Britain faces financial woes
Renewed worries about European sovereign debt, this time Britain’s, knocked equities back on Tuesday and ate into early euro gains against the dollar. Europe’s FTSEurofirst 300 was down 0.9 per cent, giving up an early rise.
That pushed MSCI’s all-country world stock index into negative territory, down 0.2 per cent.
Ratings agency Fitch unsettled investors in British assets, saying “the scale of the UK’s fiscal challenge is formidable and warrants a strong medium-term consolidation strategy — including a faster pace of deficit reduction than set out in the April 2010 budget.”
It was the latest salvo in a series of concerns expressed by rating agencies about the state of government finances in Europe, including Greece, Spain, Hungary, Ireland and Britain.

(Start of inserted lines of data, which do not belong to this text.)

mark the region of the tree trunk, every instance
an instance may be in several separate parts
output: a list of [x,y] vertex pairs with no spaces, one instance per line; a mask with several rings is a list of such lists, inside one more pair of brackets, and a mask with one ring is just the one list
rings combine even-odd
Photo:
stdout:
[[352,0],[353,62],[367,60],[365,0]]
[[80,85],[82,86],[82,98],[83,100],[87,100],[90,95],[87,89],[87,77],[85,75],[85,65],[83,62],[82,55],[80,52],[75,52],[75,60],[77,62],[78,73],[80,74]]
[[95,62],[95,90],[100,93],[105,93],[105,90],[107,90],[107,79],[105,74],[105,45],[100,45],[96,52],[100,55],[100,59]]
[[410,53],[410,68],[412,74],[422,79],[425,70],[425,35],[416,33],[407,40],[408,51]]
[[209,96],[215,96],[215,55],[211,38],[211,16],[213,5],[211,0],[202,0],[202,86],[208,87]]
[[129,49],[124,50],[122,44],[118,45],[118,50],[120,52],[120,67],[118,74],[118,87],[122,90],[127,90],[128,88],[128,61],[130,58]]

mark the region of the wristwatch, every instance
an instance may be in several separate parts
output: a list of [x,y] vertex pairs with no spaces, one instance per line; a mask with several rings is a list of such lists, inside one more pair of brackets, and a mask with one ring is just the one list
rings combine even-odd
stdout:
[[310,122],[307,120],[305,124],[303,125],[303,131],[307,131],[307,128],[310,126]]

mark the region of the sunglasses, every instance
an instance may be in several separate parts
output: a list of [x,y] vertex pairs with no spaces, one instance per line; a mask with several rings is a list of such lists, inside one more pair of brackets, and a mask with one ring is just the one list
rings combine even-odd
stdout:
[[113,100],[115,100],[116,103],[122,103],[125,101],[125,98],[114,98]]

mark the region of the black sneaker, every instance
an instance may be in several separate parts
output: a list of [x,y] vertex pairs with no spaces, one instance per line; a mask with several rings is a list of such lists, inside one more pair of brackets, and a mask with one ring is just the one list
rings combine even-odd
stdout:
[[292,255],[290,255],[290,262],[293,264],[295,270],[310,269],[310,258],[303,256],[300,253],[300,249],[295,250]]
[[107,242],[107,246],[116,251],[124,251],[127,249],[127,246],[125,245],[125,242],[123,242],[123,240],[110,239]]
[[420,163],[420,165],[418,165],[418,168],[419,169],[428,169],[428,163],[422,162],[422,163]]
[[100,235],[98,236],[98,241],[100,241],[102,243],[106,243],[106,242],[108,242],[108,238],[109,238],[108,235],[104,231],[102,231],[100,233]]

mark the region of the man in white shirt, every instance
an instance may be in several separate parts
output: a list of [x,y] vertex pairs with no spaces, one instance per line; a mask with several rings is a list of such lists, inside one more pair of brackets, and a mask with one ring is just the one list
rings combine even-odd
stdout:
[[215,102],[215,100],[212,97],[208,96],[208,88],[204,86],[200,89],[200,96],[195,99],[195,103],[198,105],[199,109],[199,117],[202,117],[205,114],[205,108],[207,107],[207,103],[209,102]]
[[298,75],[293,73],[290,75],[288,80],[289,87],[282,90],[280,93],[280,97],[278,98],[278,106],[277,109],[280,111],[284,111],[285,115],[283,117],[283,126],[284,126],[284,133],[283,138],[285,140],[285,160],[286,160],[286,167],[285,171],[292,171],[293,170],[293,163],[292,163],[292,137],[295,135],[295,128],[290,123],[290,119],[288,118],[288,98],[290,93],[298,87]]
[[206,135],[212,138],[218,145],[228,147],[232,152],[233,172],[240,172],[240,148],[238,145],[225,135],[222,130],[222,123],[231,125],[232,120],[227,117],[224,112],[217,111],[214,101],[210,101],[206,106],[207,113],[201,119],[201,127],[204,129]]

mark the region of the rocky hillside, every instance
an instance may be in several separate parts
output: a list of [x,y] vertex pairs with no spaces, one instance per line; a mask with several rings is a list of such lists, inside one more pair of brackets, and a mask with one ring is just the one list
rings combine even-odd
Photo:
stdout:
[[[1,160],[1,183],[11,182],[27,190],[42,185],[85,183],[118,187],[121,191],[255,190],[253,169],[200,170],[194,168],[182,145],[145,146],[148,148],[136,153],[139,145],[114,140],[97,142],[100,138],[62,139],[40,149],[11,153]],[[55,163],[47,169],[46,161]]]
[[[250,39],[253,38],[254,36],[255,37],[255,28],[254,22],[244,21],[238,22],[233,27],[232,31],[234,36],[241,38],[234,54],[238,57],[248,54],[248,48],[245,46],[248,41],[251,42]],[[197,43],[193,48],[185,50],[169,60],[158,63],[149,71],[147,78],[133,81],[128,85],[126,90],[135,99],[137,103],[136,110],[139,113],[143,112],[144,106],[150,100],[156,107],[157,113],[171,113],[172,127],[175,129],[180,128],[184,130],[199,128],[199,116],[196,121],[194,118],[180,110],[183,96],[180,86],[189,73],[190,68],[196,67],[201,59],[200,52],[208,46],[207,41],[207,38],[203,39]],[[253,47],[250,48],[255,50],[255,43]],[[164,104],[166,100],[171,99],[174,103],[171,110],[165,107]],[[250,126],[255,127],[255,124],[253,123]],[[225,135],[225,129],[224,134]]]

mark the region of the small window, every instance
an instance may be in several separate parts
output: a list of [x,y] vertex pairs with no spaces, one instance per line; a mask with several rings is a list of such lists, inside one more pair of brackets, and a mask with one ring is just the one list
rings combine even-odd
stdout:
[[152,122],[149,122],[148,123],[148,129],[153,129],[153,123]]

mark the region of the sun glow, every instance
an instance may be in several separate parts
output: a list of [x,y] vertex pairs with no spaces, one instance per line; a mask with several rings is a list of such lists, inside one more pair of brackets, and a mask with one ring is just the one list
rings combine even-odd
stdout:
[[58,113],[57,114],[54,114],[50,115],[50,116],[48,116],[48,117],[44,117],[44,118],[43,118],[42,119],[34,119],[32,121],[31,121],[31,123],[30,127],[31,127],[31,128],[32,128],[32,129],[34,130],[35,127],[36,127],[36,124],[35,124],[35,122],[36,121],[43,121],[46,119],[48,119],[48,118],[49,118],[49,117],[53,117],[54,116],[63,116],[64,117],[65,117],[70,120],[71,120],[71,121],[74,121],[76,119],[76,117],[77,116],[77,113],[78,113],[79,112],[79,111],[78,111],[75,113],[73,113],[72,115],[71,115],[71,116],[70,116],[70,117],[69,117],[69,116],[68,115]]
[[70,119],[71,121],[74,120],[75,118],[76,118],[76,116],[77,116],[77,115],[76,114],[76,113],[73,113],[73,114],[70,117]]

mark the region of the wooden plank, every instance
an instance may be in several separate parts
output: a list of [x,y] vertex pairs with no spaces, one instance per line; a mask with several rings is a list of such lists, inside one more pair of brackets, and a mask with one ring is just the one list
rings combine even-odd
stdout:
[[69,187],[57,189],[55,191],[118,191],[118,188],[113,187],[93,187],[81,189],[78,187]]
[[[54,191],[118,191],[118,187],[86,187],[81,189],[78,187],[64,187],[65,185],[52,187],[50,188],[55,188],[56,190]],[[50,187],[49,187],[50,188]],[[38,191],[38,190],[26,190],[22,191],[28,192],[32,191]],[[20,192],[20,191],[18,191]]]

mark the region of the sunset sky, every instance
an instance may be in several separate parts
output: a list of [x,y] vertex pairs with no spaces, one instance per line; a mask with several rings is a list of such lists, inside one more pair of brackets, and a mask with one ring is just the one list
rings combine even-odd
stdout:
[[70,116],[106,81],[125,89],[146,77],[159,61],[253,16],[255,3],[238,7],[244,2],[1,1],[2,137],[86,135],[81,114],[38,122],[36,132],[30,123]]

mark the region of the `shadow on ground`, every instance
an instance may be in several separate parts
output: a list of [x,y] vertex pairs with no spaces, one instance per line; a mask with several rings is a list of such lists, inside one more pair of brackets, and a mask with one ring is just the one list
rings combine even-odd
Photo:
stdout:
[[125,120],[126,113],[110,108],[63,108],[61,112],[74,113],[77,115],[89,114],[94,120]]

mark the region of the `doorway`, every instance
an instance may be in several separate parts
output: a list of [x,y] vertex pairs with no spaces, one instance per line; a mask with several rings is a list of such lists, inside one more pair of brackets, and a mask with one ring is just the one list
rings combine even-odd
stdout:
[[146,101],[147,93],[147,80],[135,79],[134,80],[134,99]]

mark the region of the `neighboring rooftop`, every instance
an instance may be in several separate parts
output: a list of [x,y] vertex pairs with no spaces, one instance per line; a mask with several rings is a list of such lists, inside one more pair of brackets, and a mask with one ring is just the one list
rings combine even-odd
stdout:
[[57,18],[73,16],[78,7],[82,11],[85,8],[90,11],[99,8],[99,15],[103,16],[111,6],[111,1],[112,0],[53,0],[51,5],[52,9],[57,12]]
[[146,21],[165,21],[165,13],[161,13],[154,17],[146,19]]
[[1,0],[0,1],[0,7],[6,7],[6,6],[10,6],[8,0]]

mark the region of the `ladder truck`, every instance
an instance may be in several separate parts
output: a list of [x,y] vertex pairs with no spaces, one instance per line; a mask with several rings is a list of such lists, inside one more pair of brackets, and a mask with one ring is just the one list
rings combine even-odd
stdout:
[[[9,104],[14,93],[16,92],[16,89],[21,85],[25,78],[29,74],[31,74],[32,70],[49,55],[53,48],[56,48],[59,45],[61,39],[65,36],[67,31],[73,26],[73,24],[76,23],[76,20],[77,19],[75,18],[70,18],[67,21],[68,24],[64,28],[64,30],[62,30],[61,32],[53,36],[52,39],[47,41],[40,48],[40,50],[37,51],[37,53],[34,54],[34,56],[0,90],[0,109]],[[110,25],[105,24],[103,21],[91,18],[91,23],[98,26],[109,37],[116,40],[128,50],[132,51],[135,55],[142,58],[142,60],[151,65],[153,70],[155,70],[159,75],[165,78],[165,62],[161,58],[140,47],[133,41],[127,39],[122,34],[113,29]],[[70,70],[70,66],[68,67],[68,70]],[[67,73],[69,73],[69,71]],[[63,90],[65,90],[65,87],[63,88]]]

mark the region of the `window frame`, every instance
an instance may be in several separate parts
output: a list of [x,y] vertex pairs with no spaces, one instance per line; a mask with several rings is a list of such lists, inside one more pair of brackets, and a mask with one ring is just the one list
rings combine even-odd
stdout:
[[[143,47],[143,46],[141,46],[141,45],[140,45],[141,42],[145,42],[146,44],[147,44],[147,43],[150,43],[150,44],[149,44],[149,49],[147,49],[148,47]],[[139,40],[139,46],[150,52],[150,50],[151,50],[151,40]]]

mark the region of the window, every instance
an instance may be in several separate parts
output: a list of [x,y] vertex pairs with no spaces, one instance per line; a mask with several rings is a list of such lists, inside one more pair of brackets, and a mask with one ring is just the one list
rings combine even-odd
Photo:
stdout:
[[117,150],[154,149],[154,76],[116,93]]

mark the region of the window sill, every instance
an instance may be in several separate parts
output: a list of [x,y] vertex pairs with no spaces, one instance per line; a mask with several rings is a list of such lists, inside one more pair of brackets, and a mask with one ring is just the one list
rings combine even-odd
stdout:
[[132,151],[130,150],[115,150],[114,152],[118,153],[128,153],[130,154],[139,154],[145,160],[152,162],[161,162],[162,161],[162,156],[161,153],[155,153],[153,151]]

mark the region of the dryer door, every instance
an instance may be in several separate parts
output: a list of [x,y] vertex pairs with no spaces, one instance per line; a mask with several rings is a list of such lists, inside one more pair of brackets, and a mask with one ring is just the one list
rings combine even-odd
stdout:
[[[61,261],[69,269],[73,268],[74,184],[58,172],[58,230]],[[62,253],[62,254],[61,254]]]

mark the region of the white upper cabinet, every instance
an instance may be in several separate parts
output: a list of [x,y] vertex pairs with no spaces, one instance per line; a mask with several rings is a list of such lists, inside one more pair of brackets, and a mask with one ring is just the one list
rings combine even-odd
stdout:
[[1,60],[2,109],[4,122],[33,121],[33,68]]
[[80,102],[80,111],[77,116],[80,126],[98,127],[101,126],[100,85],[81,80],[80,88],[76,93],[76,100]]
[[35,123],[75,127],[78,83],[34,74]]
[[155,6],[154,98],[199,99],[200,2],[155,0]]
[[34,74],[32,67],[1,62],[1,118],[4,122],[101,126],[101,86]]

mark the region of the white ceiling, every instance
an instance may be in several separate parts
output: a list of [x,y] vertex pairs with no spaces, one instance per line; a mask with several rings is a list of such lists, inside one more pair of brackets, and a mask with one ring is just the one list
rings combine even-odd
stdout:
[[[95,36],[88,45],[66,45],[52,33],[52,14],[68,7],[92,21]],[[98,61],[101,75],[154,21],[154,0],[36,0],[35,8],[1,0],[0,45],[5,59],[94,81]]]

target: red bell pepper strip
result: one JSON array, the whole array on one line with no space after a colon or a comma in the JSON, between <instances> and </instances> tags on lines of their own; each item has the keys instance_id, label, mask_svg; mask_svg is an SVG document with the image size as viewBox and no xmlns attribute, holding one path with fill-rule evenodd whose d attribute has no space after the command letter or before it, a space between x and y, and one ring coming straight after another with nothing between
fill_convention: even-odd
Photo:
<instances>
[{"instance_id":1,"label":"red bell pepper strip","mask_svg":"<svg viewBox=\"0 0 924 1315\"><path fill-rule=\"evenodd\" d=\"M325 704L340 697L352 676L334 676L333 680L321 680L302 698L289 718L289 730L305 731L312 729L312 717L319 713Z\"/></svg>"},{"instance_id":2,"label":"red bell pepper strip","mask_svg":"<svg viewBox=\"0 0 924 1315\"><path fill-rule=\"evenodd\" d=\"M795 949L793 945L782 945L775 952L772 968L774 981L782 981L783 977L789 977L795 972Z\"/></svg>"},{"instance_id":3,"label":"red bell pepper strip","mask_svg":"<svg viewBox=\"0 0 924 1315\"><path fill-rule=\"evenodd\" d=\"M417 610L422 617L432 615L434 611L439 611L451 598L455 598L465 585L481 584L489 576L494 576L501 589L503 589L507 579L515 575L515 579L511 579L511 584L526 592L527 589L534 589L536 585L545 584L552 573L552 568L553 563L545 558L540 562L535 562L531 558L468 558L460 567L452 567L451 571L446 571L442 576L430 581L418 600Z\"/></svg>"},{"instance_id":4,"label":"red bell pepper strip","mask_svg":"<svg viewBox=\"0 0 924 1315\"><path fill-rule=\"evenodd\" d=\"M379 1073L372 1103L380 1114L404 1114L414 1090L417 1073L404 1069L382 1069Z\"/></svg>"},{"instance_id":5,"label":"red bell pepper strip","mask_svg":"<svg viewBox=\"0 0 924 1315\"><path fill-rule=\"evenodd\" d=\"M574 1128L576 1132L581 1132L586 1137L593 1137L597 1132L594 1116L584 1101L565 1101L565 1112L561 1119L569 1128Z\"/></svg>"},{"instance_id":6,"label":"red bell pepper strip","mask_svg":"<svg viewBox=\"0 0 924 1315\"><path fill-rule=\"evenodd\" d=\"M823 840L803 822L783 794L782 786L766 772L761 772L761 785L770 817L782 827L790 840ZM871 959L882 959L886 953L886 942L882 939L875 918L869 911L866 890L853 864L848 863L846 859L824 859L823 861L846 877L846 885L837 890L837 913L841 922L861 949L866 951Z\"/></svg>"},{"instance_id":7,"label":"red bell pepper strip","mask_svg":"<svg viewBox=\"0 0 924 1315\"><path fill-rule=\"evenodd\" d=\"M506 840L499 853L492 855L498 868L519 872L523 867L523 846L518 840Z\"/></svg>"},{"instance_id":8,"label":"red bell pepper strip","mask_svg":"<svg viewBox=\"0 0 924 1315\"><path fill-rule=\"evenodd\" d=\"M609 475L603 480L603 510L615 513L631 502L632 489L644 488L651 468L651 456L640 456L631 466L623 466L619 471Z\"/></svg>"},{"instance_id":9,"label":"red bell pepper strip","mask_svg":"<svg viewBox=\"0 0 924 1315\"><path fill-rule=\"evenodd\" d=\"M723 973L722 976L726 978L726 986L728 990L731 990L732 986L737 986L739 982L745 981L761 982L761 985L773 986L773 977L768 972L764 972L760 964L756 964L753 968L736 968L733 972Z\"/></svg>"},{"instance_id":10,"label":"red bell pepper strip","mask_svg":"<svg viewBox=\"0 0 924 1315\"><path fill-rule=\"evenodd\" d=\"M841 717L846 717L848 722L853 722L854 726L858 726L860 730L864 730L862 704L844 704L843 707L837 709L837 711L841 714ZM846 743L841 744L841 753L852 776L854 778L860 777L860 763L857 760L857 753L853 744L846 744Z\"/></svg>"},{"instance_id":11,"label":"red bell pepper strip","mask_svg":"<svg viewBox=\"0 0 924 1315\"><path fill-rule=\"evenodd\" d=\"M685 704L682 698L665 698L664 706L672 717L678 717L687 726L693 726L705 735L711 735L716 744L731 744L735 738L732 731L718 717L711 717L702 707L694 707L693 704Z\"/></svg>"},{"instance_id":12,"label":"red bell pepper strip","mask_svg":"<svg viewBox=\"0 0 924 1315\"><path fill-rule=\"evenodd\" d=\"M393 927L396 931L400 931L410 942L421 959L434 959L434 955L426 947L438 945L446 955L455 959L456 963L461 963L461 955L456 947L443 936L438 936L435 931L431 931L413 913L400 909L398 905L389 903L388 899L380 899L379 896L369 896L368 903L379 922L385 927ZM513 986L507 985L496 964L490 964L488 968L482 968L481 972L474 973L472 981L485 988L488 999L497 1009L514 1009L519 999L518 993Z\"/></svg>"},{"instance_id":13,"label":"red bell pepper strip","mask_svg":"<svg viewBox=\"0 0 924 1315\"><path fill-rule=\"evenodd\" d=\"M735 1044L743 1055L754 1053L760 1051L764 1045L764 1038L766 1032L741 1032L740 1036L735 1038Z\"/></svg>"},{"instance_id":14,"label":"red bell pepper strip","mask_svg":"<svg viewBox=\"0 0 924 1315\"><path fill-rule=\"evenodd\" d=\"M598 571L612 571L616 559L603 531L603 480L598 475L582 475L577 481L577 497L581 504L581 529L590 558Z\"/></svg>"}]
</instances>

Solving the debt problem implies heavy budget cuts at a time when many believe spending is needed to help keep economic recovery on track.
In a special report ahead of an emergency budget planned by the new coalition government in the
UK, Fitch noted that the rise in public debt ratios since 2008 is faster than any other AAA-rated country.
It added that the primary deficit is almost twice as large as during previous economic downturns in the 1970s and early 1990s.
Britain’s budget deficit is forecast to reach 10.4 per cent of gross domestic product this year, while debt as a percentage of GDP was 62 per cent in 2009-10.
“The scale of the United Kingdom’s fiscal challenge is formidable and warrants a strong medium term consolidation strategy,” the Fitch report said.
The Prime Minister, Mr David Cameron, has pledged drastic spending cuts, noting on Monday that annual interest payments alone would rise to around £70 billion a year, from £42 billion currently, within five years if action is not taken.
The former Prime Minister, Mr Gordon Brown, had repeatedly warned that bigger spending cuts this year could jeopardise Britain’s fledgling recovery from its worst recession since World War II.
“Both the size of the deficit currently projected for 2011 and the failure to reduce the deficit to three per cent of GDP within five years are striking,” Fitch said in its report.